È il racconto di un riscatto immaginario: la cicala che si trasforma in virtuosa formichina. Questa idea rassicura molti, Giorgia lo sa e la rilancia di continuo. Forse bisognerebbe però andare più cauti con i trionfalismi propagandistici. Dei dubbi della Cgia di Mestre abbiamo detto, qualche giorno fa ci si è messa anche l’Istat a seminare inquietudine. L’Istituto nazionale di statistica ha dimezzato dall’1 allo 0,5percento la crescita economica del 2024. Inoltre, la produzione industriale è in picchiata da ventun mesi filati, guarda caso proprio in concomitanza dei due anni di governo di centrodestra.
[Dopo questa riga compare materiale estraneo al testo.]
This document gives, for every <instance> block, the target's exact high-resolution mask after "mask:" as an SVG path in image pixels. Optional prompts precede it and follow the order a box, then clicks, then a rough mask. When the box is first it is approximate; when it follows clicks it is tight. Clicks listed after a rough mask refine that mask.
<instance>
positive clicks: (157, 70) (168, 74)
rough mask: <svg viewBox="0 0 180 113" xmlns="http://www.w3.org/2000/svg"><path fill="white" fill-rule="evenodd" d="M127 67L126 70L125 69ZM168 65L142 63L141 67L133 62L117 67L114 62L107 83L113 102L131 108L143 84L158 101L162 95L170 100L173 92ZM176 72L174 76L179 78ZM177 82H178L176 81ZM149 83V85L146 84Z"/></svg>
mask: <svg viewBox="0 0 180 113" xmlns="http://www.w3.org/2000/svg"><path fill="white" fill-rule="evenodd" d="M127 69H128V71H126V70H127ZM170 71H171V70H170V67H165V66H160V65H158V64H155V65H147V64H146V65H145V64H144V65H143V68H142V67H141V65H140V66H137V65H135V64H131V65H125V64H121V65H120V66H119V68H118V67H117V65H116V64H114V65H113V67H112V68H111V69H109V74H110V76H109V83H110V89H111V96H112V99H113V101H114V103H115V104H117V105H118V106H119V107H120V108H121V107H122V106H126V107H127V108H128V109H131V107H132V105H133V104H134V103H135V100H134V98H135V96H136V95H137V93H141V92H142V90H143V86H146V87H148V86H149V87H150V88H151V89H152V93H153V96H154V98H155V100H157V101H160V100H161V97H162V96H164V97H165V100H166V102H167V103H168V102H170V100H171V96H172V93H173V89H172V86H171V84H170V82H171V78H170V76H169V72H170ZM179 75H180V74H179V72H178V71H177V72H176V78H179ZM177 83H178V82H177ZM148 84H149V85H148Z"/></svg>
Alle Sorelle e ai Fratelli d’Italia è inoltre consigliabile la lettura del rapporto “Prospettive per l’economia italiana nel 2024-2025”, pubblicato dall’Istat lo scorso 5 dicembre. A pagina 7 scopriamo che il boom dell’occupazione è finito: nella seconda parte del 2024 – sostiene l’Istituto – le prospettive sull’occupazione sono progressivamente peggiorate in tutti i comparti. La tendenza è confermata anche nei dati di novembre, che indicano un peggioramento delle attese sull’occupazione per manifattura, costruzioni e commercio al dettaglio, a fronte di un lieve miglioramento per i servizi di mercato. C’è poi una frase che dovrebbe raffreddare, e di parecchio, gli entusiasmi: “Nel corso del 2025 si prevede un rallentamento del tasso di crescita dell’occupazione”. Significa che il disallineamento tra lavoro e crescita economica convergerà verso la stagnazione.

Alla luce del quadro delineato dalla lettura complessiva del rapporto Cgia, dai dati Istat e da quelli dell’Osservatorio Inps sul mercato del lavoro (che hanno certificato come l’occupazione sia cresciuta nei settori a bassa produttività e a basso salario, ossia lavoro povero), andrei più cauto con i trionfalismi. Quando lo scollamento tra la propaganda e la realtà si fa troppo evidente, è poi difficile mantenere il consenso popolare.